In 2014, Pitt’s defense couldn’t hold a late lead, including a chance to stop Marquise Williams on a 4th down with 1:26 remaining. Pitt couldn’t stop Williams all day, as he passed for 276 yards and a touchdown and ran for 122 yards and three scores.
The next year, it was a first-half letdown at home as the Panthers came out flat on both sides of the ball and conceded a 21-3 deficit. In 2016, it was the fourth quarter that plagued the Panthers, as Bug Howard caught two Mitch Trubisky touchdown passes in the final five minutes, including one with 2 seconds left, to win that game.
Last year, it was wide receiver Anthony Ratliff-Williams with a kickoff return, a touchdown pass on a trick play and a touchdown reception that sunk the Panthers in another one-score game.
Perhaps it’s the lack of a connecting thread through those losses or a general distaste for re-hashing the past, but Narduzzi rebuffed any suggestion that the Panthers’ lack of historical success will have an impact this Saturday.

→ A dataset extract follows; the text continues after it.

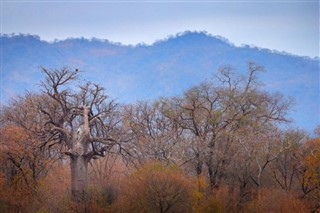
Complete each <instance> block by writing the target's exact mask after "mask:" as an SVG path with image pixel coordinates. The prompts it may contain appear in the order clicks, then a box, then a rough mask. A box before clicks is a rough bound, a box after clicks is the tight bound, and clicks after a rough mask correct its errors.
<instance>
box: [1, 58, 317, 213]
mask: <svg viewBox="0 0 320 213" xmlns="http://www.w3.org/2000/svg"><path fill="white" fill-rule="evenodd" d="M261 71H264V69H263V67H262V66H260V65H258V64H255V63H252V62H248V66H247V72H246V73H245V74H243V75H240V74H239V73H238V72H237V71H236V70H235V69H234V68H233V67H230V66H224V67H221V68H220V69H219V70H218V72H217V75H215V76H213V78H212V79H210V80H206V81H204V82H201V83H199V84H198V85H195V86H193V87H192V88H190V89H188V90H187V91H185V93H184V94H182V95H180V96H176V97H162V98H159V99H157V100H151V101H138V102H136V103H132V104H120V103H117V102H116V101H115V100H113V99H111V97H110V96H109V95H108V94H106V92H105V90H104V89H103V88H102V87H101V86H100V85H97V84H94V83H91V82H84V81H83V80H80V79H81V78H80V76H81V72H79V71H78V70H75V71H72V70H70V69H68V68H61V69H46V68H42V72H43V74H44V79H43V80H42V81H41V82H40V87H39V92H37V93H26V94H25V95H23V96H20V97H17V98H15V99H12V100H11V101H10V103H9V104H7V105H5V106H2V107H1V124H0V135H1V137H0V161H1V164H0V188H1V190H0V212H204V213H205V212H317V211H319V210H320V127H319V128H318V129H317V130H315V134H314V135H313V136H312V137H311V136H310V135H308V134H307V133H306V132H305V131H303V130H300V129H294V128H286V127H287V126H290V125H289V124H290V120H289V119H288V118H287V116H286V113H287V112H288V111H289V110H290V107H291V105H292V100H291V99H290V98H287V97H283V96H282V95H281V94H272V93H268V92H266V91H265V90H264V88H263V84H262V83H261V82H260V81H259V79H258V74H259V72H261ZM315 116H318V115H315Z"/></svg>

“The past doesn’t really matter,” he said. “This football team is different than the last and the last and the last. We’ve got a great challenge going down there to play in Chapel Hill. We’ve got to be ready.”
UNEXPECTED OFF WEEK
The Tar Heels come into the game with a 1-1 record, having had their game against UCF last Saturday canceled due to weather and travel concerns surrounding Hurricane Florence. That means they’ll have had an extra week to prepare for the Panthers.
“It obviously gave them a week of rest, and our thoughts and prayers are with everybody down in North Carolina, dealing with that hurricane, and how devastating that’s been to the people down there,” Narduzzi said. “I don’t think that’s easy on anybody. Those kids and families have to deal with that. And I don’t know who’s been affected by that personally. So those are all things I don’t know.
“But they had a week off. They’ll be fresher, I know nobody got hurt this weekend, I can tell you that, nobody is banged up, and they’ve had two weeks to prepare for us. I think it’s an advantage for them.”
Q ON D
Quintin Wirginis is quietly putting together a big season as Pitt’s middle linebacker. He’s tied for fourth in the conference in solo tackles and tied for fifth in tackles for a loss. He also has two sacks. It’s easy to forget that the fifth-year senior is starting for the first time in his career, and he’s made his impact felt, despite missing all of 2017 with a suspension and an injury.
“We knew he was a really good backup that we weren’t afraid to put into the game,” Narduzzi said. “He was a guy that helped us a lot on third downs. … That’s why we grow up with age.”